The Riverside City Council voted Tuesday to seize the Fox Theater, saying the current owner had failed to restore the historic vaudeville stage and cinema and turn it into a cutting-edge performing arts center.
The vote authorizes the city's redevelopment agency to use its power of eminent domain to force the sale of the theater to the city for $1.667 million, hundreds of thousands less than owner H.J. "Joe" Zivnak said would compensate him for what he invested in the theater.
"This is a difficult day -- one I had hoped could be avoided," said Councilman Dom Betro before the 7-0 vote.
"I believe Mr. Zivnak should be commended for the heart and soul and effort he has put into the Fox Theater. But I also believe the Fox is the second most historical building in the city, and one that the City Council must move on."
Zivnak said the city ignored the theater for decades and became interested only after he was approached by a major theater producer about putting on Broadway-style shows at the Fox. He also said the city reneged on its promise to help him financially with the theater's roof and seismic retrofit, and he vowed to challenge the city in court.
"There is no question -- I will fight them," he said before Tuesday's meeting. "I have done nothing wrong, and they have dealt [with me] in bad faith since the very early parts of this. I did everything in my power to work with them. And all that happened for my efforts was that I ended up losing a lot of money."

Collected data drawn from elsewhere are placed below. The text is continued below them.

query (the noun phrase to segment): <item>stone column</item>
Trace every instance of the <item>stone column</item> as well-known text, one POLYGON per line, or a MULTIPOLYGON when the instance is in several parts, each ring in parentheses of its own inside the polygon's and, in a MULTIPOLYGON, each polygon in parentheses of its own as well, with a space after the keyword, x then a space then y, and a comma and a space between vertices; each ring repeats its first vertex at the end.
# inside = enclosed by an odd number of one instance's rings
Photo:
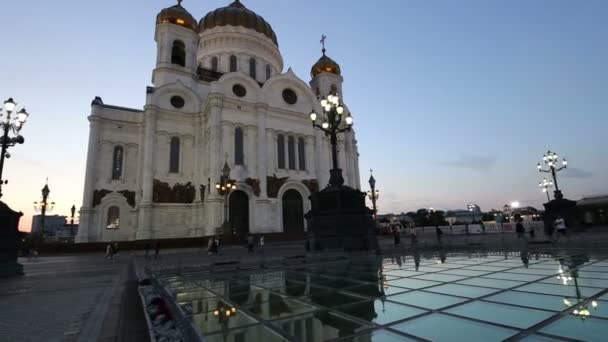
POLYGON ((268 198, 266 192, 266 176, 268 175, 268 168, 272 170, 273 167, 271 165, 274 165, 272 159, 270 159, 272 153, 268 146, 268 142, 272 141, 272 137, 270 136, 270 132, 266 132, 268 105, 265 103, 257 103, 255 109, 258 116, 257 177, 260 180, 260 199, 266 199, 268 198))
MULTIPOLYGON (((201 192, 199 191, 199 185, 203 184, 202 175, 203 170, 201 167, 201 140, 203 139, 201 129, 201 116, 196 115, 194 118, 194 146, 192 147, 192 152, 194 153, 194 165, 192 165, 192 172, 194 173, 194 187, 196 188, 194 203, 197 205, 201 204, 201 192)), ((206 186, 206 183, 205 183, 206 186)), ((198 222, 197 222, 198 224, 198 222)))
POLYGON ((209 178, 211 180, 211 189, 209 196, 206 200, 207 205, 205 206, 205 214, 207 217, 207 225, 205 227, 204 235, 213 235, 217 229, 221 228, 223 219, 223 198, 220 196, 214 188, 214 184, 219 182, 220 173, 223 163, 224 147, 222 144, 222 106, 224 96, 220 94, 213 94, 209 96, 209 119, 208 132, 209 132, 209 143, 208 143, 208 156, 209 156, 209 178))
POLYGON ((343 135, 341 138, 342 139, 338 140, 338 167, 342 169, 342 177, 344 177, 344 184, 352 186, 350 184, 348 172, 349 167, 346 161, 346 135, 343 135))
POLYGON ((315 163, 315 137, 312 135, 306 136, 304 140, 304 149, 306 155, 306 173, 314 175, 317 169, 315 163))
POLYGON ((142 199, 139 205, 139 220, 136 239, 151 239, 152 229, 152 194, 154 186, 154 155, 156 150, 156 121, 158 114, 155 108, 144 112, 144 163, 142 176, 142 199))
POLYGON ((95 191, 95 179, 97 178, 97 163, 99 157, 99 131, 100 119, 91 115, 89 116, 89 145, 87 148, 87 169, 84 178, 84 195, 82 197, 82 207, 80 208, 80 223, 78 225, 78 235, 76 242, 89 242, 91 235, 95 233, 93 227, 93 217, 95 209, 93 208, 93 193, 95 191))

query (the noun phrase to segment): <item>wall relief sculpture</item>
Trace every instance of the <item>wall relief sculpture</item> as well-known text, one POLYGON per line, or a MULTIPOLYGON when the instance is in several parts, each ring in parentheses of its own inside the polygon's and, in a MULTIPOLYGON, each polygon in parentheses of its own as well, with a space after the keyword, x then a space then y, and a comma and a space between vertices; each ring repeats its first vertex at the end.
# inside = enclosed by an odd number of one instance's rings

The Fox Theater opened in 1929 and screened the first public showing of "Gone With the Wind" a decade later. In recent decades, it has fallen into disrepair.
Zivnak bought the theater for nearly $1.4 million in March 2001 and said he spent $600,000 on renovations, including plumbing repairs, an upgraded sound system and organ installation, and refurbished office space.
Zivnak, 52, lives in Pomona and manufactures custom truck bodies. He said he bought the theater because of his memories of playing the pipe organ as a child at historic theaters.
"I basically purchased the theater to preserve it and install a pipe organ and preserve the way things were done back in the beginning -- sing-alongs, concerts of organ [music], silent movies," he said.
"Of course, we weren't limiting ourselves to that -- we were also attempting to restore the vaudeville stage and stage live performances."
Estimates of full refurbishment costs range from $7 million to $17 million, but such improvements could bring 10,000 people to downtown Riverside every week, greatly boosting the council's efforts to revitalize its downtown, Betro said.